Dussent ces efforts rester stériles, le Kaw-djer estima ce besoin
d’agir préférable à l’apathie des autres émigrants.
Ceux-ci, comme de grands enfants qu’ils étaient, jouirent du soleil
tant qu’il brilla, puis, le ciel redevenu inclément, ils se terrèrent
sous leurs abris et y vécurent confinés comme la première fois, pour en
ressortir dès que revint une éclaircie. Un mois s’écoula ainsi, avec
des alternatives de beaux jours en minorité et de mauvais beaucoup
plus nombreux. On arriva au 21 juin, date du solstice d’hiver pour
l’hémisphère austral.
Pendant ce mois passé à la baie Scotchwell, des changements étaient
déjà survenus dans la répartition des émigrants. Des brouilles et de
nouvelles amitiés avaient motivé des permutations entre les habitants
des diverses maisons démontables. D’autre part, des groupements
particuliers commençaient à se dessiner dans la foule, de même que des
îlots s’élèvent hors de la surface unie d’un fleuve.

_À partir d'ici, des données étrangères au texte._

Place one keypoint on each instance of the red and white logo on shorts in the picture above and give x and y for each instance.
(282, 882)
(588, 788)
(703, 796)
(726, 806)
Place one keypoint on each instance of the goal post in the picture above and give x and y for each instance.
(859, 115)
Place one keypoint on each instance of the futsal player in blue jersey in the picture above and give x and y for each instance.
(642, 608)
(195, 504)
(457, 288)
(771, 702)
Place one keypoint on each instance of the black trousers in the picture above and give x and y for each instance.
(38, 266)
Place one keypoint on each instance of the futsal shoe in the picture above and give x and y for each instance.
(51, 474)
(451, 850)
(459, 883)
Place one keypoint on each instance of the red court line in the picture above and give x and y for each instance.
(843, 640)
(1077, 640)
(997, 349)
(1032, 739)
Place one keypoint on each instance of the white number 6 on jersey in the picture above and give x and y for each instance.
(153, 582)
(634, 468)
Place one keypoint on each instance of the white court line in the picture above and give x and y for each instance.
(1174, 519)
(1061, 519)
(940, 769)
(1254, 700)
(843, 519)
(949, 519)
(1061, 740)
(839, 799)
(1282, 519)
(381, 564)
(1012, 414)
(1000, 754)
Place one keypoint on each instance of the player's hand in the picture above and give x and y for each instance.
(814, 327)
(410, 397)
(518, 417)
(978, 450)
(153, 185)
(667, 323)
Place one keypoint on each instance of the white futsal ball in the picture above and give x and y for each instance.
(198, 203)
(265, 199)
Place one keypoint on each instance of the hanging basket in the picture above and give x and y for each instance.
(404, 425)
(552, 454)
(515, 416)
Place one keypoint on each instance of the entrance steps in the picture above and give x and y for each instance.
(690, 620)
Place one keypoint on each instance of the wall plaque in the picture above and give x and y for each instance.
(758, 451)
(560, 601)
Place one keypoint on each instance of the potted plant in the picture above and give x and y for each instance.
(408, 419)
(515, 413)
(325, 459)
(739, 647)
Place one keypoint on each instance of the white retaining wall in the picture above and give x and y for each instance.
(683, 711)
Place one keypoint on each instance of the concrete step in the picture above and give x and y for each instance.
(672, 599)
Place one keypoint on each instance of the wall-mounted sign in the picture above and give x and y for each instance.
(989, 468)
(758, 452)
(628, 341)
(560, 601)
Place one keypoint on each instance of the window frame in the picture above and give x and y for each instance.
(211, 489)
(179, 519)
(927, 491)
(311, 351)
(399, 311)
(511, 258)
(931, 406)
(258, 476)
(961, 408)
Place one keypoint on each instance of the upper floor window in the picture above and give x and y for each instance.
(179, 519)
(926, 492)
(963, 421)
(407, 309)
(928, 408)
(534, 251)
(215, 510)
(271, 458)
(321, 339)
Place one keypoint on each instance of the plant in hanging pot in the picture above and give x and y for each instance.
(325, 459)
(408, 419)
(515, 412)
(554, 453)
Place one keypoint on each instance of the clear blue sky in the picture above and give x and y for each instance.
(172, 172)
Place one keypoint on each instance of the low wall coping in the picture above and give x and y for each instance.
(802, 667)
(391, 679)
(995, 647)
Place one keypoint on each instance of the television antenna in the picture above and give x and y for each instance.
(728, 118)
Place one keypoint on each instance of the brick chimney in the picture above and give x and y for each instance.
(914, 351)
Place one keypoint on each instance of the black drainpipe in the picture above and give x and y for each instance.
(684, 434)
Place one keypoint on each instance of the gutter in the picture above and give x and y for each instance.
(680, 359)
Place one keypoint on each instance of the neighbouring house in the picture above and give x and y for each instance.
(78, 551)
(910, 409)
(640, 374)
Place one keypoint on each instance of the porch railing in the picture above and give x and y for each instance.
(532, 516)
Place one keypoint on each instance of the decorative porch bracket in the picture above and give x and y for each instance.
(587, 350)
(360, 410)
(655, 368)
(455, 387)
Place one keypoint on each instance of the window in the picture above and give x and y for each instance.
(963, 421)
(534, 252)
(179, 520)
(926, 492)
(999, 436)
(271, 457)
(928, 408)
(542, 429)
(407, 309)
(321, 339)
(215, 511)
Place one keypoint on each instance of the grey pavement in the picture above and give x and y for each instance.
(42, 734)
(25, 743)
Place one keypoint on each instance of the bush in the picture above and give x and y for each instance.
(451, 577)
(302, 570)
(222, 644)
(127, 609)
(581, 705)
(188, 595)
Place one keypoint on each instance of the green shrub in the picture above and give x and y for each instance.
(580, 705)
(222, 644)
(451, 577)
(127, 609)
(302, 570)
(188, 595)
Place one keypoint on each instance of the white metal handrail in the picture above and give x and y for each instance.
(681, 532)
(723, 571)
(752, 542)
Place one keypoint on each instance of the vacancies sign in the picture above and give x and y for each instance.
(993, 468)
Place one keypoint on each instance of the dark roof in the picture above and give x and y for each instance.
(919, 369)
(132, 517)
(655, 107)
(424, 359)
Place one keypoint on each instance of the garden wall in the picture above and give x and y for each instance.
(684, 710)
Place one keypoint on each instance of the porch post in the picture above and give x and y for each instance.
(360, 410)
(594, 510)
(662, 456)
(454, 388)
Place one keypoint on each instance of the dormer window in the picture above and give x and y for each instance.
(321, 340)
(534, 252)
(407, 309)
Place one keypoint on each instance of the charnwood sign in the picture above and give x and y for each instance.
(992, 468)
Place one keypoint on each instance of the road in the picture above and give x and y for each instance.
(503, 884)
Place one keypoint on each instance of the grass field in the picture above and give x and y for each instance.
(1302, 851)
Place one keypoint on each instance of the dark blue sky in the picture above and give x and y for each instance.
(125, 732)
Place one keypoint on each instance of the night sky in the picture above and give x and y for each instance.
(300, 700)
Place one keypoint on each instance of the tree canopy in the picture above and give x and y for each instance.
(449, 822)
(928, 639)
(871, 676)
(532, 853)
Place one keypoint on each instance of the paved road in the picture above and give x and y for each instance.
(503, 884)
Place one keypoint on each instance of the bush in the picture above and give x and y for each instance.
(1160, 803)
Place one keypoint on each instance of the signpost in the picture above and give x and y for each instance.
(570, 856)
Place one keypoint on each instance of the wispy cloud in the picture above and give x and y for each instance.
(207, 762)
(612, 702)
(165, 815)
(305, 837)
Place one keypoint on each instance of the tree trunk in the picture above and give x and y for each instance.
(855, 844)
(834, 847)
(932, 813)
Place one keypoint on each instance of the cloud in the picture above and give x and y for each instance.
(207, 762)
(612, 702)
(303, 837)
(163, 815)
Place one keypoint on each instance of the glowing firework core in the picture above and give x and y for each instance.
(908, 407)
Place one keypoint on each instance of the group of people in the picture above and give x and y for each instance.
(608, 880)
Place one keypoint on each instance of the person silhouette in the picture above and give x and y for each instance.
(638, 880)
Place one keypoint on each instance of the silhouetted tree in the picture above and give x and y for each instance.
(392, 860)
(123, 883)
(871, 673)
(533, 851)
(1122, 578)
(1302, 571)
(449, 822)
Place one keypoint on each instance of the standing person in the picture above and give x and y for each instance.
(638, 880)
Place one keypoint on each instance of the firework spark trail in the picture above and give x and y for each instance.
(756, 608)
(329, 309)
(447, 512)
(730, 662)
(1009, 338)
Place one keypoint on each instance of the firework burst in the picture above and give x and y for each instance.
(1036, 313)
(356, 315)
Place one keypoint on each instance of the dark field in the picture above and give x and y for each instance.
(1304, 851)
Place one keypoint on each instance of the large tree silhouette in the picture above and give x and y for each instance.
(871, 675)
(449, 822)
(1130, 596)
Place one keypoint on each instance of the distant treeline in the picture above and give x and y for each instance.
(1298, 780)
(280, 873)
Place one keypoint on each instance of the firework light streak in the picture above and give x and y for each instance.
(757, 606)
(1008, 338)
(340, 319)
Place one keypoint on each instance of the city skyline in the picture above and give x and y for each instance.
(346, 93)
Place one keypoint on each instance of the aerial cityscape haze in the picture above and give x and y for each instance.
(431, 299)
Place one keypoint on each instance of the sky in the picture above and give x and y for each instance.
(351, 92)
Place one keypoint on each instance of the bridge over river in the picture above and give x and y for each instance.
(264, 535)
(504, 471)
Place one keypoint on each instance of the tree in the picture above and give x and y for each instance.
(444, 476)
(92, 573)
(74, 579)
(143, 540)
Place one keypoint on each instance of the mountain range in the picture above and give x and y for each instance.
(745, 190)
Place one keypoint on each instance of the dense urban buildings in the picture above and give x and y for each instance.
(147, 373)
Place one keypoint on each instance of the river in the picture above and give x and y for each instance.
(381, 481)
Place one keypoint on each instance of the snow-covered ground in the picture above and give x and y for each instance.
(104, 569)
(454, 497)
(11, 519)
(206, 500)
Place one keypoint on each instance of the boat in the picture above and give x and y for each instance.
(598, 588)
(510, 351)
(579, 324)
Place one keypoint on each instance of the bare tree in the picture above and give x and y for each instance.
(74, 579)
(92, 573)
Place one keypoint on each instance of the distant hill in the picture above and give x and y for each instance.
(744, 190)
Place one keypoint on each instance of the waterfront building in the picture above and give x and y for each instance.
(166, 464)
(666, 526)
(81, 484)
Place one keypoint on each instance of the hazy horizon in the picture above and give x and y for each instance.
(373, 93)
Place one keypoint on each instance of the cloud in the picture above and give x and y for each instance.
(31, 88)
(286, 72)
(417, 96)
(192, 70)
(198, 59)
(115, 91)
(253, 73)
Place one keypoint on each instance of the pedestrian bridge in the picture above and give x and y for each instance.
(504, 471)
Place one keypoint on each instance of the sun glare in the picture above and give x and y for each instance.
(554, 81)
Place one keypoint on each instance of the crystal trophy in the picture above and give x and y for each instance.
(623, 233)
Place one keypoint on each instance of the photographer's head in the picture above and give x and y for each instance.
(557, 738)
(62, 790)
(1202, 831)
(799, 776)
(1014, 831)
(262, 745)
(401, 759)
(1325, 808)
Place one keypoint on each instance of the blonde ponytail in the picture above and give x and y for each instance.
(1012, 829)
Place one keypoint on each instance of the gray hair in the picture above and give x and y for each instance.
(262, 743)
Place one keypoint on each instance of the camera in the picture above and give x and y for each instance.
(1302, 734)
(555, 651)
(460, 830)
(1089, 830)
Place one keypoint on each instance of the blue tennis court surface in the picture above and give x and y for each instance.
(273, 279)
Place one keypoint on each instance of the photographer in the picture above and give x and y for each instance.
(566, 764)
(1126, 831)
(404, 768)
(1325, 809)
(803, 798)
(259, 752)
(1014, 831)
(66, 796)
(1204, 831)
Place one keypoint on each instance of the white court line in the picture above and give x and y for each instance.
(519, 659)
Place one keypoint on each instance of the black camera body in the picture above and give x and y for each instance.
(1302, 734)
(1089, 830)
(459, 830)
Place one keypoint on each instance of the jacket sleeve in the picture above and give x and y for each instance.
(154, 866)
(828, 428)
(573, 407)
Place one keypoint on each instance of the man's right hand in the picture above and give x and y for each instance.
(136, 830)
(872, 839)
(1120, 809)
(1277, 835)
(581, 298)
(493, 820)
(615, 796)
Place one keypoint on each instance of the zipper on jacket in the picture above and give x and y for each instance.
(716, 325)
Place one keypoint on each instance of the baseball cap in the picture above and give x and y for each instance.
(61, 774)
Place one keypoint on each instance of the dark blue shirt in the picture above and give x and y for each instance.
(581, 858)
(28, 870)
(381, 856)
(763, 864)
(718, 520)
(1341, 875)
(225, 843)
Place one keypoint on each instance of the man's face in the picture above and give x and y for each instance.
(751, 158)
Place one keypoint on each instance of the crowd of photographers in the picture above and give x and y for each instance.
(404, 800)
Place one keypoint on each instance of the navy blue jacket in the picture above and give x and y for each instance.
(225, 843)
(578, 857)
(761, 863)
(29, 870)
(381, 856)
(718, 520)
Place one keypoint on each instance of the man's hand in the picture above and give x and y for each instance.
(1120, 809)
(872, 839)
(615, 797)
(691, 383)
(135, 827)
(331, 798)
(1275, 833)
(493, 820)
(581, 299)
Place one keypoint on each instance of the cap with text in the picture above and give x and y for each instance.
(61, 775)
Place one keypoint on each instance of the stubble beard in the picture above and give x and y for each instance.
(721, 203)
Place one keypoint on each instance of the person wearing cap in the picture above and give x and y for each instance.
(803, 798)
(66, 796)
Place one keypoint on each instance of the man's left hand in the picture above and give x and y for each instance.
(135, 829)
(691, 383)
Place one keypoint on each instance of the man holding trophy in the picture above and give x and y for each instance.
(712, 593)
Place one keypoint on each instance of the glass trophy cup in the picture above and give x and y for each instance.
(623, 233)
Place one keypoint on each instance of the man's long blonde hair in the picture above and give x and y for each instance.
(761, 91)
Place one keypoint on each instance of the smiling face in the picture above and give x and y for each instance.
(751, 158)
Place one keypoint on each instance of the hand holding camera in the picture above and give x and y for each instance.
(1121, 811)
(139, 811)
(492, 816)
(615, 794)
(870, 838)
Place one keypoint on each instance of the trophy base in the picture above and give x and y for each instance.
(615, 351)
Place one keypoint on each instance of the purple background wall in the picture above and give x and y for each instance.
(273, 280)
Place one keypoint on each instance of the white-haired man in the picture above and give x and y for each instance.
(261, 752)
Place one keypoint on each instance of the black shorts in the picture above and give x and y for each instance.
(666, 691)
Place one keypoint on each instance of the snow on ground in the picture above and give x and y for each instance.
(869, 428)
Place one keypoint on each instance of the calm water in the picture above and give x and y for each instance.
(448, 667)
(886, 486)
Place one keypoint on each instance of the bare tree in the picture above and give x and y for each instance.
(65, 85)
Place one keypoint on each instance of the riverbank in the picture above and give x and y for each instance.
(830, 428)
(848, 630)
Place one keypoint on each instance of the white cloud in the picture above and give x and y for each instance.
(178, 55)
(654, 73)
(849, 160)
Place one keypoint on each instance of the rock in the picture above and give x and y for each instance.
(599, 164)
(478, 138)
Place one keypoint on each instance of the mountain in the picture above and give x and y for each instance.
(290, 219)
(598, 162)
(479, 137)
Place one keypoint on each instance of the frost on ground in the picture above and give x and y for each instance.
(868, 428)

L’un de ces groupements était formé du Kaw-djer, des deux Fuégiens,
d’Hartlepool et de la famille Rhodes. Autour de lui gravitait
l’équipage du -Jonathan-, y compris Dick et Sand, comme un satellite
autour d’un centre d’attraction.
Un deuxième groupe, également composé de gens tranquilles et sérieux,
comprenait les quatre travailleurs embauchés par la Compagnie de
décolonisation, Smith, Wright, Lawson et Fock, et une quinzaine des
ouvriers embarqués sur le -Jonathan- à leurs risques et périls.
Le troisième ne comptait que cinq membres: les cinq Japonais qui
vivaient dans le silence et le mystère, et dont on n’apercevait presque
jamais les faces jaunes et les yeux bridés.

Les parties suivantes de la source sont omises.